Several recent studies have suggested that PFV might also be useful as an independent risk factor for the occurrence of coronary atherosclerosis [17, 18]. Consistent with this claim, we also found PFV to correlate with all of the cardiovascular risk factors except smoking and coronary heart disease. When multiple regression analysis was performed to accommodate for differences in age, BMI and risk factors, correlations between PFV and BMI, age, smoking and CPB remained significant, thus supporting the utility of PFV as an imaging marker for atherosclerotic disease. Our findings are also consistent with a recent study showing an association between PFV and the number of atherosclerotic plaques in the coronary arteries [18]. Consistent with another previous report [28], our PFV findings showed a significant correlation with the amount of vascular calcification, as assessed by the CPB score.

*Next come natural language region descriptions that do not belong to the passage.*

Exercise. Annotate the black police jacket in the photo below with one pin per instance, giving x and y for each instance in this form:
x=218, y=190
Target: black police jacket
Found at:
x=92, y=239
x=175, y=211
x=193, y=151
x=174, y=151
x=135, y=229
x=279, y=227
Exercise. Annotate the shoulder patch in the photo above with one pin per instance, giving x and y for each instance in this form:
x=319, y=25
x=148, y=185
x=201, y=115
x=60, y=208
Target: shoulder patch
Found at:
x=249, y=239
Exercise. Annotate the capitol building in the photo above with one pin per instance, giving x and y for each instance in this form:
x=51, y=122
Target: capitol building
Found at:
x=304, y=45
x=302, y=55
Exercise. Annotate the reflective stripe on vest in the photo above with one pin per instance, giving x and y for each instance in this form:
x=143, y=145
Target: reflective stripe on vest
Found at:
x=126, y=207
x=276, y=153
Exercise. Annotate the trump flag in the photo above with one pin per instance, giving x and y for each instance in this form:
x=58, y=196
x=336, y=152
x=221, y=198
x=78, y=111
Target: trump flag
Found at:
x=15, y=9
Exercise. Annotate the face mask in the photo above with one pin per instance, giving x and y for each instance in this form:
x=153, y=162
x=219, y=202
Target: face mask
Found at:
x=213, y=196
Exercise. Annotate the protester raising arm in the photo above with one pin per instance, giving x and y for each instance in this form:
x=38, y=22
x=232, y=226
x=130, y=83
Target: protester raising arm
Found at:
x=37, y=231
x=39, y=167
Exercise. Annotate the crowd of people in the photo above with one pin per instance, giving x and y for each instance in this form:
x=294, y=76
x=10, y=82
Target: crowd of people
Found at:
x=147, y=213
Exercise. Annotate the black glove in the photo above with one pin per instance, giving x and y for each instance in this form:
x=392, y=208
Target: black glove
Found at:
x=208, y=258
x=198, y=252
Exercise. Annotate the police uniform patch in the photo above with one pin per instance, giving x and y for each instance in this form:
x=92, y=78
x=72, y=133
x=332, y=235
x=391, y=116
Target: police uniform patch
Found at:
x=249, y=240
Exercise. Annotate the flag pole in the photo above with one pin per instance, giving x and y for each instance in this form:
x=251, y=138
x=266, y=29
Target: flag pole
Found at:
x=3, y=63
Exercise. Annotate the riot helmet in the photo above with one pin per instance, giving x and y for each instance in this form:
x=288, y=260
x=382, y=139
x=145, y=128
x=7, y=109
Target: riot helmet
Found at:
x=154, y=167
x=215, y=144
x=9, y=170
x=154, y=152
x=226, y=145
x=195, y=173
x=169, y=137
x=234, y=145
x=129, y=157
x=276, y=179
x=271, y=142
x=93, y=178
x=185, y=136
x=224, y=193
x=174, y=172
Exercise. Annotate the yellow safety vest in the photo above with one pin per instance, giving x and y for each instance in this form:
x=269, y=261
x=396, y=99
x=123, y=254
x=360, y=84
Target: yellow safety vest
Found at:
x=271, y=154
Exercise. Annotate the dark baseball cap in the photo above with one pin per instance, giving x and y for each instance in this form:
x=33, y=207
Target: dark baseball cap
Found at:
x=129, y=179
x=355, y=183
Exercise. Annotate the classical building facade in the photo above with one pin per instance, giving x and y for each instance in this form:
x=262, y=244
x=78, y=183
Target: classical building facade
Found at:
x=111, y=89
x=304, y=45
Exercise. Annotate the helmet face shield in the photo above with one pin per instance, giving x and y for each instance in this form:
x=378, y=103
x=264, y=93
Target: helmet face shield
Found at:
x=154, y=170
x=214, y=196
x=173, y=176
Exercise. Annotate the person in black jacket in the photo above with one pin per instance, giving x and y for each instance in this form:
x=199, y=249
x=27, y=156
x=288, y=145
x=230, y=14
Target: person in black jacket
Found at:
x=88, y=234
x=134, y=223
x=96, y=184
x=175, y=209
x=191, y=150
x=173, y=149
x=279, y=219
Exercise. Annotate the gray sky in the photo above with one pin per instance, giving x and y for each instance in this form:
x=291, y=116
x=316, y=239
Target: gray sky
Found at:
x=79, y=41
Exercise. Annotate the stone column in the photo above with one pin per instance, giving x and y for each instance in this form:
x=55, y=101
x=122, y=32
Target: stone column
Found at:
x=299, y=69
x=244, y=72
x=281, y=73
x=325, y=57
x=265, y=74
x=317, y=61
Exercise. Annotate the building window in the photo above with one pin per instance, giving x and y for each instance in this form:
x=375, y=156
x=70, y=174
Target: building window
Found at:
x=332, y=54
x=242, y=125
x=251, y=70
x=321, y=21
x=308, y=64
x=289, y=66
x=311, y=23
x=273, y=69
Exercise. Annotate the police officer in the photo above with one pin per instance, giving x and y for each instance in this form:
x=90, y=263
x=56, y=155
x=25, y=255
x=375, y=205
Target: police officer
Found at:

Together, these findings call for exploiting the several morphological and functional imaging markers obtainable by FDG PET/CT, so as to define a combination of variables most sensitively predictive of future cardiovascular events, with general applicability extending beyond the setting of clinical oncology.

Limitations

As noted above, myocardial FDG uptake hampered to a variable extent the analysis of FDG uptake in the LAD (see Fig. 1b). We necessarily excluded from further consideration the patients with discernible myocardial FDG uptake, who constituted almost one half of the original study group. The excluded patient group, however, showed no significant differences in their cardiovascular risk profile, so that this should not have led to a major selection bias influencing the main conclusions of the study. This study was performed in tumour patients, and consequently its findings might not be generalized to other patient populations. However, the stringent national guidelines for recruitment of healthy control subjects (related to radiation exposure) necessitated the present use of an ill cohort. Due to the requirements of oncological investigation, the acquisition of the PET/CT images was started approximately 60 min after FDG injection. An acquisition beginning at 90 or 120 min post-injection might be superior for evaluation of arterial FDG uptake [26], although others have noted stable TBR values in aortic plaques during 3 h after FDG injection [29]. Furthermore, given the known susceptibility of the right coronary artery to motion artefacts, especially in the absence of ECG gating, with consequent blurring of both the CT and PET images and given that only non-cardiac scans were available in the present retrospective study, it was not possible to display the complete coronary tree in all patients. Therefore, we of necessity used a standardized evaluation targeting only the proximal portion of the LAD. Despite these caveats, the findings of our study were still significant, and we speculate that more compelling results with higher correlation coefficients would have emerged had we used a protocol optimized for vascular imaging.

Conclusion

The findings of this cross-sectional study show that FDG uptake in the LAD correlates with conventional cardiovascular risk factors, such as hypertension, coronary heart disease and BMI, and with imaging-based markers of atherosclerosis, such as PFV and CPB. FDG uptake quantifications of the coronary arteries might be useful in order to detect the local inflammatory activity of coronary artery lesions and ultimately to help identify patients at risk for future cardiovascular events. However, current methods prevent the general use of this procedure due to imperfect suppression of myocardial FDG uptake.